Summers, who starts as the underdog, should consider reviving his primary-campaign strategy of leaving the country to serve in Iraq. Pingree, in spite of her edge in the polls, has to ease away from the ridiculous positions she took this spring to attract liberal votes. Maybe she could enlist in the military and ship out to Baghdad. Just the threat might end the war.
Meanwhile, what of Adam Cote, who finished second in the Democratic primary, in spite of starting the race as a complete unknown and taking stands on issues contrary to traditional liberal dogma? The moderate Cote got bashed by Pingree and Strimling in the closing weeks of the campaign for his heretical views (ending the war will be complicated and difficult, dealing with economic issues will require patience and cooperation, impeaching the president is a massive waste of time) and his tendency in the recent past to have registered as a Republican.

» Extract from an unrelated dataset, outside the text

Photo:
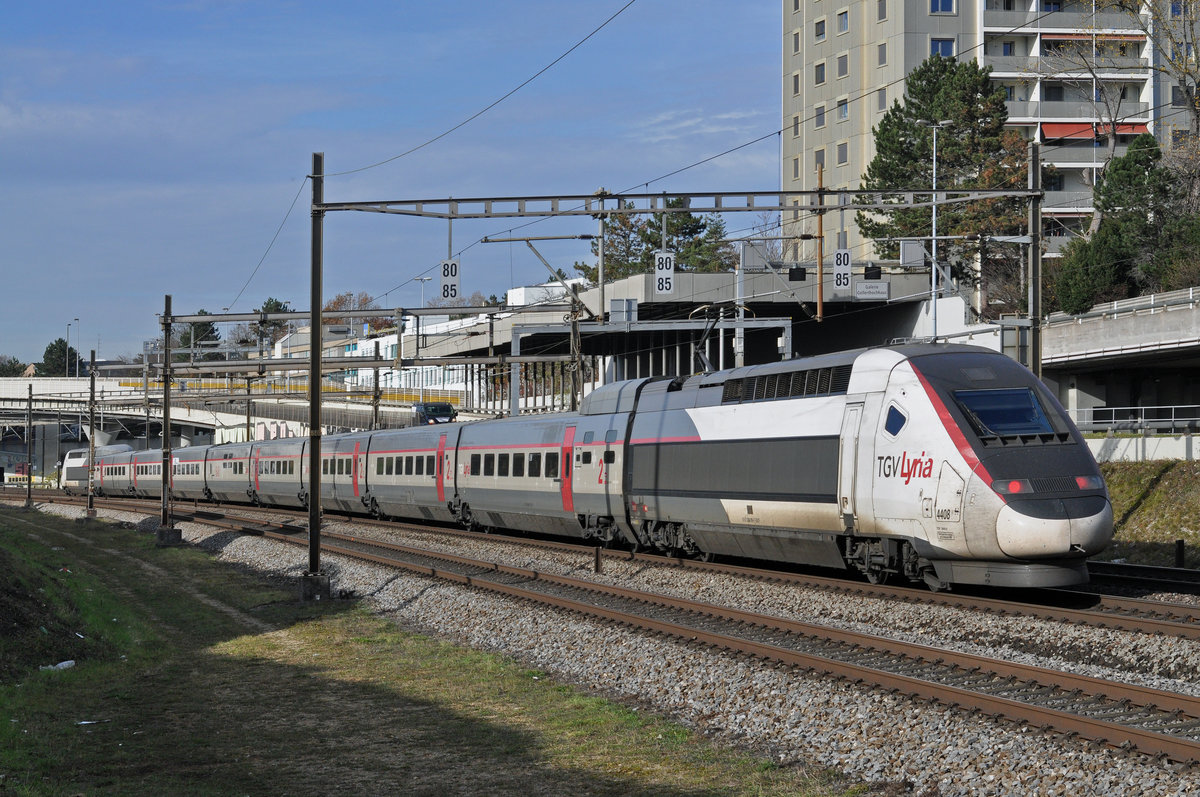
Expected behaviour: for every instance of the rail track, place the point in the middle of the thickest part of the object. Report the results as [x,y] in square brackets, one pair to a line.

Cote may be more appealing to members of the GOP than he is to Democratic loyalists, who are resolute in supporting hardcore leftists (Pingree, Brennan, Strimling and Lawrence combined for 70 percent of the vote). In contrast, nearly 60 percent of GOP voters opted for the moderate Summers over the arch-conservative Scontras. There’s also a big pool of centrist independents sloshing around, awaiting a candidate who can float their boat. Or, possibly, a metaphor that doesn’t sink as fast as Strimling’s and Lawrence’ s political stock.
In 2010, the governor’s office will be vacant. (I mean, more vacant than it is now.) Cote might decide to run as an independent. He’s proved he can attract middle-of-the-road Democratic votes. He’s lured at least two prominent Republicans into switching sides to vote for him in the primary, indicating he’d find some support in the GOP. He’s proved he can raise serious money. He might be able to excite the old Angus King coalition.
If those Democrats with gubernatorial ambitions want to avoid that confrontation, they’ll spend the next two years being nice to Adam Cote.